We recognize that physicians need to recharge between difficult shifts or time-intensive rotations. Life does not stop when you leave the hospital and we encourage all our residents to find opportunities to explore hobbies, foster relationships, and discover passions which may be outside of medicine.

Work Schedule

In order to decrease physician burn-out, our shifts are 8-hours in length (occasionally 10-hours at Kaiser and Eden). We also encourage our providers to stop seeing new patients 1-hour before shifts end in order to decrease charting-time past your shift (and medical errors). Moreover, as you progress in your residency, the total number of your shifts per block gradually decreases, allowing for more time for other activities. Please read about our clinical schedule for more information. 

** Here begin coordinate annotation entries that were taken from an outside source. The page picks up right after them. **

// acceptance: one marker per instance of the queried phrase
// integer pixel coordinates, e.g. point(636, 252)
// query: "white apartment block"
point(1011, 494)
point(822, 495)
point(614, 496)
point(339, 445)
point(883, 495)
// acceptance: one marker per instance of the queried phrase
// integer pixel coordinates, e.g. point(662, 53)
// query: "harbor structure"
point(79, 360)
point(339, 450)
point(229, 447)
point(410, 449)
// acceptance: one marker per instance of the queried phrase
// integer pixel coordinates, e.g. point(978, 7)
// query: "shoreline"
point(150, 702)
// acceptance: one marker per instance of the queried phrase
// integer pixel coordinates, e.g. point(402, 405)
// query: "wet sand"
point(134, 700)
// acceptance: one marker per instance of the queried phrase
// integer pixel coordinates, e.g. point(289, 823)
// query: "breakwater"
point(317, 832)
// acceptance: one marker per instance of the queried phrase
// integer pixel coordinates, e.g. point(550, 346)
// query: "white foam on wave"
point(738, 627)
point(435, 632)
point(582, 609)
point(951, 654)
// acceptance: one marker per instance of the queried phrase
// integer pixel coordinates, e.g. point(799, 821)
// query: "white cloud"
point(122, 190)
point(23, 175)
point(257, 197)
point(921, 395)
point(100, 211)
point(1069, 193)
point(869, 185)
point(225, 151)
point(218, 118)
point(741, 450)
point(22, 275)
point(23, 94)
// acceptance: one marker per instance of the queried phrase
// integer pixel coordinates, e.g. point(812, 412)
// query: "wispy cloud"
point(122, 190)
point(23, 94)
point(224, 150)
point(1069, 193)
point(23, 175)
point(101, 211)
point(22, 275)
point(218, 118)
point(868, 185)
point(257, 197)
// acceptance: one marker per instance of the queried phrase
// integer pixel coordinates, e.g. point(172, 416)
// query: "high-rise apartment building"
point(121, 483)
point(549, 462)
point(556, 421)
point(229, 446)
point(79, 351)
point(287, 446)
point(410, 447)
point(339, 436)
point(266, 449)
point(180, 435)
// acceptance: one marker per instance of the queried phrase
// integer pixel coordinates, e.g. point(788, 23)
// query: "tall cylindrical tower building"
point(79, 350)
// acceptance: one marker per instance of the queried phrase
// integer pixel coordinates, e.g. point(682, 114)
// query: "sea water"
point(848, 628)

We also recognize how night shifts can disrupt a provider’s circadian rhythm. Therefore, night shifts are scheduled either together or in two blocks (your preference) to decrease day to night transitions per month.

Social Events

After shifts, residents will often get together to have a post-shift drink and/or eat breakfast. Also, each class strives to meet at the end of each month between new rotations to debrief, hang-out, and sign-out any tips for their new rotations. We are also a very physically active residency with groups of residents going on bike rides, hiking, rock climbing, camping etc. The residency also holds many residency-wide annual events including:

  • Tubing on the Russian River
  • Highland Solstice “Talent Show”
  • Annual Christmas Party
  • Graduation Party
  • RuPaul Drag Race Fantasy League
  • Bolinas Weekend

Between the first and second year of residency, our interns have an extended 1-month break to recharge, re-invest in a dwindling hobby, start a project, and/or explore their new home of Oakland. Many of our interns travel or see family. Moreover, traditionally the intern class will use that time for an extended class trip.